Rabbi Jonathan Romain of Maidenhead synagogue said of Rabbi Blue that he was “God’s best PR man in Britain”.
Tributes also came from Rabbi Charley Baginsky, Liberal Judaism’s director of strategy and partnerships and a student of Rabbi Blue, said he was a “pioneering rabbi, teacher and mentor.
She added: “Rabbi Lionel Blue OBE – who died in the early hours of this morning at the age of 86 – was a pioneering rabbi, teacher and mentor.
“One of Britain’s best known rabbis, he entertained the nation for decades with media appearances, his most famous being as a regular on Thought for the Day on BBC Radio 4’s Today programme.
“On a personal level, as a lecturer at Leo Baeck College, Lionel was the archetypal rabbi’s rabbi – always there for us as individuals, helping us understand our own personal and spiritual journeys.
“And he leaves a legacy like few others. As the first British rabbi publicly to come out as gay, in the 1970s, Lionel paved the way for many others, including clergy of all faiths.
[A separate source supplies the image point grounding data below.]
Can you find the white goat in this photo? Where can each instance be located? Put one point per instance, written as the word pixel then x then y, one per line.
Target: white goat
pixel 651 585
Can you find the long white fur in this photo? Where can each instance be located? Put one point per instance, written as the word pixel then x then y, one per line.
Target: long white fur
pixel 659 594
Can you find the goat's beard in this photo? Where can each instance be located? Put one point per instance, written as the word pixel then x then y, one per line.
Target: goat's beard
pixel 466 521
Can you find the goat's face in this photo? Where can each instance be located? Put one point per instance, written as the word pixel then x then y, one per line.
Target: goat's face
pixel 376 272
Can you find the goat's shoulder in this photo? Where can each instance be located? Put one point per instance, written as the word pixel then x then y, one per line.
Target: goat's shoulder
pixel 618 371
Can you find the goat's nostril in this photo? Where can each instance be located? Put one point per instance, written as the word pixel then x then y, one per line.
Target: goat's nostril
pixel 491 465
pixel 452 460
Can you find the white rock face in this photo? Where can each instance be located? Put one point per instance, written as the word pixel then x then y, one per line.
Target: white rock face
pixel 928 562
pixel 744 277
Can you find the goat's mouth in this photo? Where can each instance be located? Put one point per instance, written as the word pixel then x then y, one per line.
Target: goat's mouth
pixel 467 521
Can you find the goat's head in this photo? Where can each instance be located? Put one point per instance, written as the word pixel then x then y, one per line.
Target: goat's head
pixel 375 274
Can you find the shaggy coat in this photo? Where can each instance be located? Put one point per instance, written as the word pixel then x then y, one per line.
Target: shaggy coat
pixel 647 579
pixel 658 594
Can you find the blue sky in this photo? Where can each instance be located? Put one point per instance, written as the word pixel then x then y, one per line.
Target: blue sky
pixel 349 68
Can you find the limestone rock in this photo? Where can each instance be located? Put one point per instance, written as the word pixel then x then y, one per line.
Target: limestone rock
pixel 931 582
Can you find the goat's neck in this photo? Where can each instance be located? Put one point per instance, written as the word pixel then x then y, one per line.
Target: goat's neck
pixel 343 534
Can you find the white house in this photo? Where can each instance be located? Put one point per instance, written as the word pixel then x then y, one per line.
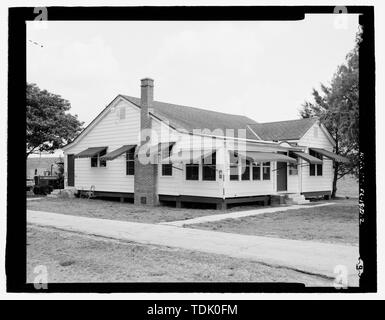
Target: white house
pixel 152 152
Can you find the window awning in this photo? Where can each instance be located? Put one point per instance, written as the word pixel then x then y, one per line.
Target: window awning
pixel 90 152
pixel 331 155
pixel 307 157
pixel 118 152
pixel 257 156
pixel 189 155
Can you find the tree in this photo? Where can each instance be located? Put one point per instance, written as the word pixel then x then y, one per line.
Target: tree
pixel 337 108
pixel 49 125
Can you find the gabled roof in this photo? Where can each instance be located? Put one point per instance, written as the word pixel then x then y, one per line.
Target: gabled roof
pixel 283 130
pixel 189 118
pixel 42 162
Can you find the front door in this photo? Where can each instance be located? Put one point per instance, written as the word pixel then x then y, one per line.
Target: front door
pixel 281 176
pixel 71 170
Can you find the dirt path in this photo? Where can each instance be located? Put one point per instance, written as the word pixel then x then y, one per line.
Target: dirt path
pixel 240 214
pixel 306 256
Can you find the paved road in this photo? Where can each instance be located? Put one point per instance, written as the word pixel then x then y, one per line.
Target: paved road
pixel 240 214
pixel 306 256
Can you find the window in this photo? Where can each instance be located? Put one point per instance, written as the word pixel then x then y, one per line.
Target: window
pixel 293 167
pixel 209 167
pixel 315 132
pixel 130 162
pixel 122 113
pixel 166 167
pixel 315 169
pixel 102 163
pixel 245 170
pixel 192 171
pixel 94 161
pixel 234 174
pixel 256 171
pixel 266 170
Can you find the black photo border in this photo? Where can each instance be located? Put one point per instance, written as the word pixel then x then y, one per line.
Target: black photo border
pixel 16 208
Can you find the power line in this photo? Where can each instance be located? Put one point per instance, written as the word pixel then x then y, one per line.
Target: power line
pixel 36 43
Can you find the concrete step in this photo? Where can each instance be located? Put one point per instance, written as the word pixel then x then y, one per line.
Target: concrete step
pixel 52 195
pixel 296 199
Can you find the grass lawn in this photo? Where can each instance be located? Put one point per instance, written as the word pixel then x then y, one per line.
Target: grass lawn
pixel 72 257
pixel 337 223
pixel 114 210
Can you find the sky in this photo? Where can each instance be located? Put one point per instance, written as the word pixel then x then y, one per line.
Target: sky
pixel 262 69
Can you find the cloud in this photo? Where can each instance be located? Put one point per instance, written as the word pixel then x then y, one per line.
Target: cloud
pixel 90 62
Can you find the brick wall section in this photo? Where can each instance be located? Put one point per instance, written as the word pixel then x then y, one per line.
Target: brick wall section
pixel 146 175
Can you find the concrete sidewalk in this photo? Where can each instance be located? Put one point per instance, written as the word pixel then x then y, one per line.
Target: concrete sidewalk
pixel 306 256
pixel 240 214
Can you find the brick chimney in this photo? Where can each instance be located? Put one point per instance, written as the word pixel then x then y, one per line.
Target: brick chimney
pixel 146 175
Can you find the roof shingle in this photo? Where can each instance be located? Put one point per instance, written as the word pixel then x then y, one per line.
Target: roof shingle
pixel 190 118
pixel 283 130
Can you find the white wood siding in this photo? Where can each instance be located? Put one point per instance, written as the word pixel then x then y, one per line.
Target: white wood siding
pixel 177 183
pixel 317 183
pixel 113 132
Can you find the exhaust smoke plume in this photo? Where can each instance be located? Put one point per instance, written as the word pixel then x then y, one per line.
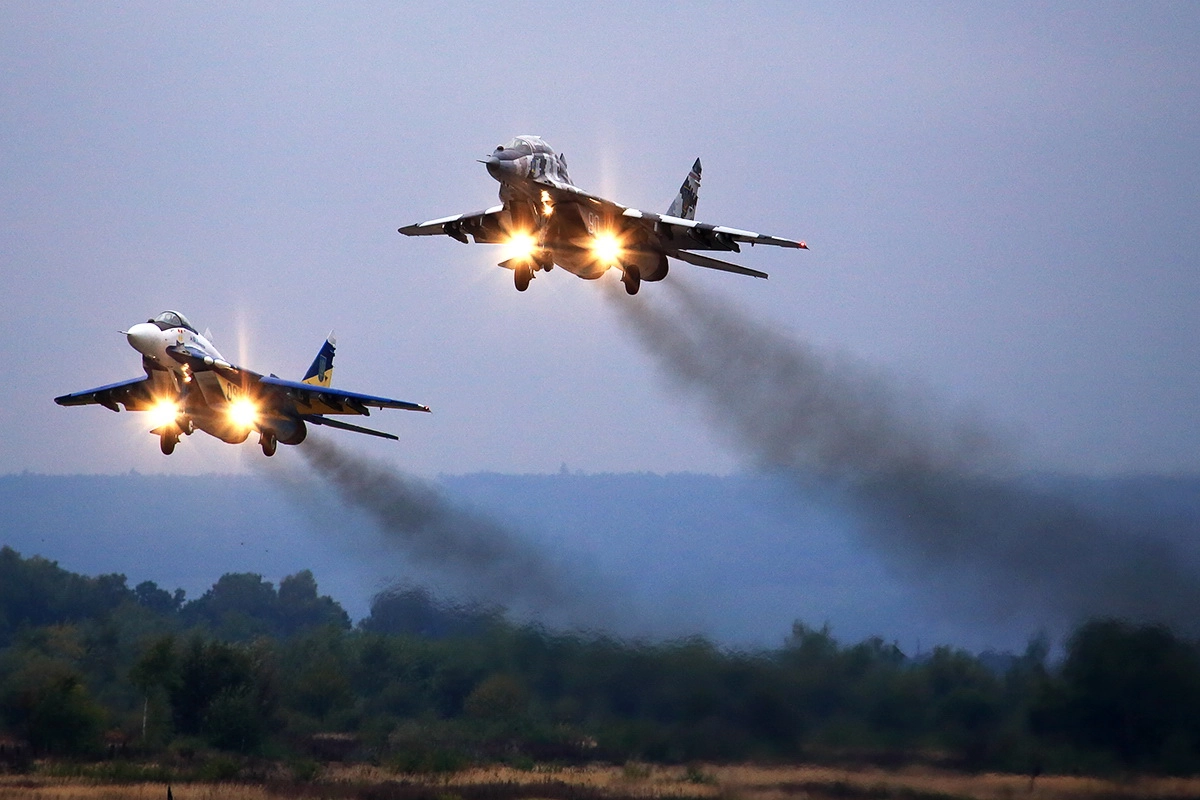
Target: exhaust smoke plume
pixel 479 557
pixel 934 493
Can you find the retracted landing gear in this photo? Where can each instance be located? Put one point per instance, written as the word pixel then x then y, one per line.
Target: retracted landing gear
pixel 631 278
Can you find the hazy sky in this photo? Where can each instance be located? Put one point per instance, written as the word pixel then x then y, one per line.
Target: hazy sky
pixel 1002 206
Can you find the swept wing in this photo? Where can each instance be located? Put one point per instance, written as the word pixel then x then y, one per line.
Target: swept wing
pixel 136 395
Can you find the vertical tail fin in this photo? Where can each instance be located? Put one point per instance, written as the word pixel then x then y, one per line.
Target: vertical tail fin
pixel 321 373
pixel 684 205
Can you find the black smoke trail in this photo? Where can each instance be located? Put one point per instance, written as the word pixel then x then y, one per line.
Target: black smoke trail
pixel 478 555
pixel 935 491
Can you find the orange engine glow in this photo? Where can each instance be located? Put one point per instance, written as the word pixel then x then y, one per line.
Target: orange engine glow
pixel 606 247
pixel 243 413
pixel 165 411
pixel 521 245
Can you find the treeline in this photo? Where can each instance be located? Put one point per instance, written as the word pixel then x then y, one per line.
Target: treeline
pixel 90 667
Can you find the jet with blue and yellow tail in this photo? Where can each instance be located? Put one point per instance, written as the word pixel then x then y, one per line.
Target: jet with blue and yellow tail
pixel 190 386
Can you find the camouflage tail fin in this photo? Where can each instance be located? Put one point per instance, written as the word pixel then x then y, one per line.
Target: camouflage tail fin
pixel 321 373
pixel 684 205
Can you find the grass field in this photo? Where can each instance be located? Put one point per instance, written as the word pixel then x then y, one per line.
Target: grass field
pixel 633 781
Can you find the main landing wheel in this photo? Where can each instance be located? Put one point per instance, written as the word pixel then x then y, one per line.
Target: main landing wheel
pixel 633 280
pixel 522 276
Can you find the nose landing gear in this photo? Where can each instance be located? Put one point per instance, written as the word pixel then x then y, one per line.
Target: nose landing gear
pixel 522 275
pixel 631 278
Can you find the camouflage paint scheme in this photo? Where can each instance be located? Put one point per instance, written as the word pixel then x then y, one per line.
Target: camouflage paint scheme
pixel 564 223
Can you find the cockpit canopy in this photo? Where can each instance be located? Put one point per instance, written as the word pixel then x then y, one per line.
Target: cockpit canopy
pixel 168 319
pixel 525 145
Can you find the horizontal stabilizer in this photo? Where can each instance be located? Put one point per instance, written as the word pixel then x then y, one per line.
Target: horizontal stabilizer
pixel 316 419
pixel 714 264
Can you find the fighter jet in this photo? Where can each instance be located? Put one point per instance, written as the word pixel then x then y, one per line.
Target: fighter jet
pixel 547 221
pixel 189 385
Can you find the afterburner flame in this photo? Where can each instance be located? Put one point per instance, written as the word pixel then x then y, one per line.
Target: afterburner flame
pixel 165 411
pixel 243 413
pixel 606 247
pixel 521 245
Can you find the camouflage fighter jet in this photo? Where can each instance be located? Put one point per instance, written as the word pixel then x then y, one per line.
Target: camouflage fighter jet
pixel 546 220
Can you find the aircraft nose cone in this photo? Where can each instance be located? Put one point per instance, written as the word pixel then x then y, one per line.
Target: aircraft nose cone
pixel 495 168
pixel 143 337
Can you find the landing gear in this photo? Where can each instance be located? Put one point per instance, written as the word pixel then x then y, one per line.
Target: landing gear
pixel 633 280
pixel 522 275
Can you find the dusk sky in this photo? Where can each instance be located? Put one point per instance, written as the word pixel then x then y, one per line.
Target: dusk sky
pixel 1002 206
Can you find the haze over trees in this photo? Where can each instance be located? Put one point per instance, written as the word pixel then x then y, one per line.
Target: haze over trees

“His courage and pioneering spirit have created a more equal Judaism, and a more equal world. Our thoughts are with his family and friends. May his memory be a blessing.”
Rabbi Blue read history at Balliol College, Oxford, and Semitics at the University of London before being ordained in 1960.
He was the first British rabbi to publicly affirm his sexual orientation, although he had been openly gay since the 1960s, and had lived with his partner Jim for over thirty years.